We want to leverage ephemeral schema variants and ephemeral router deployments to support a stable E2E testing flow in our staging environment.
Internally, our deployment sister team is building out our ephemeral deployment architecture. PR’s get their own isolated staging environment and are routed to via headers + service mesh.
We want to hook into this architecture to enable subgraph developers to have the same experience even when they are making potentially conflicting changes to their schema. We have some questions around some of the implementation details
Questions
- How do developers deploy an ephemeral router?
-
The lowest friction approach is deploying the router as a container within the subgraph’s K8 pod. Unclear how the router knows which schema variant to run
-
Another option could be to have subgraph operators manually spin up a router deployment via CLI and pass in a “variant” flag
-
Any other ideas?
- How does the ephemeral router know which ephemeral schema variant to run at deploy time?
- When and how does the schema variant get created and published to Apollo studio?
- Guessing this happens at CI time via
rover supergraph compose
on the super graph and specifying an override of the subgraph schema on the current branch?

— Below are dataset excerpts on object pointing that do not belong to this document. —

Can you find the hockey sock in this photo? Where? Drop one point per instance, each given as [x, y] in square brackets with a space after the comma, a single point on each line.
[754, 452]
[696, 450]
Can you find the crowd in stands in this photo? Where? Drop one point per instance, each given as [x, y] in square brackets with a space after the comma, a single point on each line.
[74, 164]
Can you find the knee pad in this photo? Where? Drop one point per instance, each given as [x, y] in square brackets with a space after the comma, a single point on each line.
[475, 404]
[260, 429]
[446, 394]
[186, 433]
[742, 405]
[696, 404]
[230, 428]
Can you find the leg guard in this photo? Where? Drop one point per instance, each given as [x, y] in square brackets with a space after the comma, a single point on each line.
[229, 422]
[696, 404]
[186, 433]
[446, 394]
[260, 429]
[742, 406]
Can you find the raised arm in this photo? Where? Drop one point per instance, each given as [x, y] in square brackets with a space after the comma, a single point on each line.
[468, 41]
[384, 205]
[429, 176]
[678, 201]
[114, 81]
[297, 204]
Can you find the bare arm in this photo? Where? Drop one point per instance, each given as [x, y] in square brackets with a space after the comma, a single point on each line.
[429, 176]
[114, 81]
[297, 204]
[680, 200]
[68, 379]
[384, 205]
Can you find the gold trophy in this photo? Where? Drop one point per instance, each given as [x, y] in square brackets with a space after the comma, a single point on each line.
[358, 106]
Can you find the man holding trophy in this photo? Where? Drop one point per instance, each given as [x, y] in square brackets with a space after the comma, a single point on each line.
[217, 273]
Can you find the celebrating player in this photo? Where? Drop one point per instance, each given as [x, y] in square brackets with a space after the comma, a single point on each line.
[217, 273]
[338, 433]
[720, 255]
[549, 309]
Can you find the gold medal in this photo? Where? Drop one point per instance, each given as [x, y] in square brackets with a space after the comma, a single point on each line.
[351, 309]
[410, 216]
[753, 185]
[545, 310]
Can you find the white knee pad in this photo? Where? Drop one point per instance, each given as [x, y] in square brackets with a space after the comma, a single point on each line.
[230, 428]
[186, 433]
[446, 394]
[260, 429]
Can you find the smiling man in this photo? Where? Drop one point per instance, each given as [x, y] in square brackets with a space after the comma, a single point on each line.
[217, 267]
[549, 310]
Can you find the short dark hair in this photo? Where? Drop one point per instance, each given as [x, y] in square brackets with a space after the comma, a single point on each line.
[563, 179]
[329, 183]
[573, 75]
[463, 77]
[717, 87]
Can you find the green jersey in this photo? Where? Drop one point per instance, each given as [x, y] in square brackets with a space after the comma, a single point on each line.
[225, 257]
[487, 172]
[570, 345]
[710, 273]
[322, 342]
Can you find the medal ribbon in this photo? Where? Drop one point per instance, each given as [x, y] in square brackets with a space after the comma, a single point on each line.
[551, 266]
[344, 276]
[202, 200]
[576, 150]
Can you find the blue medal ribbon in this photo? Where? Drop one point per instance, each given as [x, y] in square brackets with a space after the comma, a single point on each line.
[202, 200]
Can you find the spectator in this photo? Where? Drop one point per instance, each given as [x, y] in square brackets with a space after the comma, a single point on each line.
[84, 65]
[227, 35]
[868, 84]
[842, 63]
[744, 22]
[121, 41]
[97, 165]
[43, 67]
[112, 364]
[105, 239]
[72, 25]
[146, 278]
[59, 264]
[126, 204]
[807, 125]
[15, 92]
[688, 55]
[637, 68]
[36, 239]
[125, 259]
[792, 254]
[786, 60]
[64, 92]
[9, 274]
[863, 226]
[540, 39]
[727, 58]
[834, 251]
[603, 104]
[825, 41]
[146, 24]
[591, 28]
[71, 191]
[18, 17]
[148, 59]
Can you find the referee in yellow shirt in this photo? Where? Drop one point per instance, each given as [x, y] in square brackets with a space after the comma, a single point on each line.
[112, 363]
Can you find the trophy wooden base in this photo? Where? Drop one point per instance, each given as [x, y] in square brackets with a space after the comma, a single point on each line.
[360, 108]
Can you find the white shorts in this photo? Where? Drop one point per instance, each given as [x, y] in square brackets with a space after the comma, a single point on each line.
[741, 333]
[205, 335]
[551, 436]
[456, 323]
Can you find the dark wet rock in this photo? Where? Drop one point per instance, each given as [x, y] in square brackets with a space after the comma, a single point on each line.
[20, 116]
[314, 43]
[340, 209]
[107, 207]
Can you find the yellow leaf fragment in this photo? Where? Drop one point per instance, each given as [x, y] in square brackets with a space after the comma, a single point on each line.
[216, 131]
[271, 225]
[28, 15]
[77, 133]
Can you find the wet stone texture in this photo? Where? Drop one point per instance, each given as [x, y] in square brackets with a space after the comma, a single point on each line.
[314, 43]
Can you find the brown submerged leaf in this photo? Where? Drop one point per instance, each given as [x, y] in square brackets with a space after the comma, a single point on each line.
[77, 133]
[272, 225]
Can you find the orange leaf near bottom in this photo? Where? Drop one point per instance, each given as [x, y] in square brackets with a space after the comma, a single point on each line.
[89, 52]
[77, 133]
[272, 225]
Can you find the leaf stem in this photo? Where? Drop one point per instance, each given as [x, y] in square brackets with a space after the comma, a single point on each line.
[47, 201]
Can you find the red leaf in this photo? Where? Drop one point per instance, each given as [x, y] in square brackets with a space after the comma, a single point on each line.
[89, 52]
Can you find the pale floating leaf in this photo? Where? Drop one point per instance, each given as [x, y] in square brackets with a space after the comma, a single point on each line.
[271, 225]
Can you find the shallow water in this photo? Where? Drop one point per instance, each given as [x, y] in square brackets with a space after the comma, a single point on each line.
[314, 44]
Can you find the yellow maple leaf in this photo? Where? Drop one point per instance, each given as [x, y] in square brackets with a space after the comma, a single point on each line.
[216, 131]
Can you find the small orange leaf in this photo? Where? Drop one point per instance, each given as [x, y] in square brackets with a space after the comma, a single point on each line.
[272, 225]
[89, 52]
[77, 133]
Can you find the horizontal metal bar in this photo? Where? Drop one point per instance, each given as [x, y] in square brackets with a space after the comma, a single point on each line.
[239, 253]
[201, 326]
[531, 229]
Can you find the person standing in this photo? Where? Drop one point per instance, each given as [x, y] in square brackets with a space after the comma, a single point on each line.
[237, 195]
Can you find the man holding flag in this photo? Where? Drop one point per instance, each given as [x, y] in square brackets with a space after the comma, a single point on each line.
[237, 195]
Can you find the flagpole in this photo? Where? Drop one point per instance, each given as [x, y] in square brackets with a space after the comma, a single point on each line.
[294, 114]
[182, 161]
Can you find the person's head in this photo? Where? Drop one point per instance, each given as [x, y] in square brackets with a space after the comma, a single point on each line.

- Ideally we would only create a variant if the subgraph operator actually intends on deploying the change to staging
- What mechanism do subgraph operators use to route to the ephemeral router and how do they discover it?
- The most straightforward approach I’m guessing would just be to include the schema variant hash directly as a header, e.g. X-GraphQL-Testing-Schema: staging-382ab1c
- How does the routing layer dynamically update to make new ephemeral routers discoverable? Or what information do ephemeral routers expose to make dynamic routing possible?
- Presumably ephemeral routers use the same DNS CNAME
- Request parameters allow some component (LB, nginx, service mesh) to route to the specific router, but how do these components know about new ephemeral routers?
- How do we make the ephemeral schema variants available to FE who also want to test out the ephemeral subgraph change?
- How do ephemeral schema variants get garbage collected?
Our setup
- We have a federated super graph composed of many subgraphs.
- Our “GraphQL Router” service wraps the Apollo Router binary in a Dockerfile along with some other containers all spun up into one K8s pod
- We are using Apollo Studio and Apollo’s Schema Registry
- We listen internally for subgraph deployment events in a separate service, do some processing on the schema and publish the final result to Apollo
5 Likes
@Serey_Morm did a talk on something similar to this at GraphQL Summit in 2023: https://www.youtube.com/watch?v=qy9r2FTj3yk
1 Like
There’s a ton of context here, trying to answer through all of these at a high level, highly suggest watching my talk that Greg shared above, and happy to chat more.
- How do developers deploy an ephemeral router?
We created a workflow for developers to deploy their own dedicated Router for their branch to an ephemeral deployment environment, we use Garden.io which was an existing offering at our organization.
- How does the ephemeral router know which ephemeral schema variant to run at deploy time?
Part of the triggering flow for #1 — developers provide our platform with the “branch” or schema name they’re working on and we start router using the schema file as opposed to using Uplink.
- When and how does the schema variant get created and published to Apollo studio?
We have a global integration service/pipeline that every subgraph interacts with. We compose the supergraph with all subgraphs that have a matching branch name, that way we can compose all the delta schemas together. This step runs every time, it’s inexpensive to do this. More importantly, we don’t publish these branches to Studio, instead we store the composed supergraphs to a static file bucket.
- What mechanism do subgraph operators use to route to the ephemeral router and how do they discover it?
We have a dedicated service to handle this via a custom header. For client developers, all they need to do is tack on the header to select the variant they want.
- How does the routing layer dynamically update to make new ephemeral routers discoverable? Or what information do ephemeral routers expose to make dynamic routing possible?
We have a dedicated service to handle this. What makes this discoverable is the branch name that I’ve described above.
- How do we make the ephemeral schema variants available to FE who also want to test out the ephemeral subgraph change?
For us, the subgraph owners would share the branch/variant name with the FE team, all they need to do is add the special header.
- How do ephemeral schema variants get garbage collected?
As mentioned, we store the composed schemas in a static file hosting service such as S3.
2 Likes
Hey Serey, thank you for replying. Just have a small follow-up regarding
- How do we make the ephemeral schema variants available to FE who also want to test out the ephemeral subgraph change?
How can the FE engs pull down the schema if we never push the ephemeral schema to the uplink? Do they retrieve it directly from static storage? or do they pull it via introspecting the ephemeral router?
Naively we exposed it through introspection, but we learned that building an API endpoint to retrieve it directly from static file storage cut out a lot of the dependency, latency, and improved availability.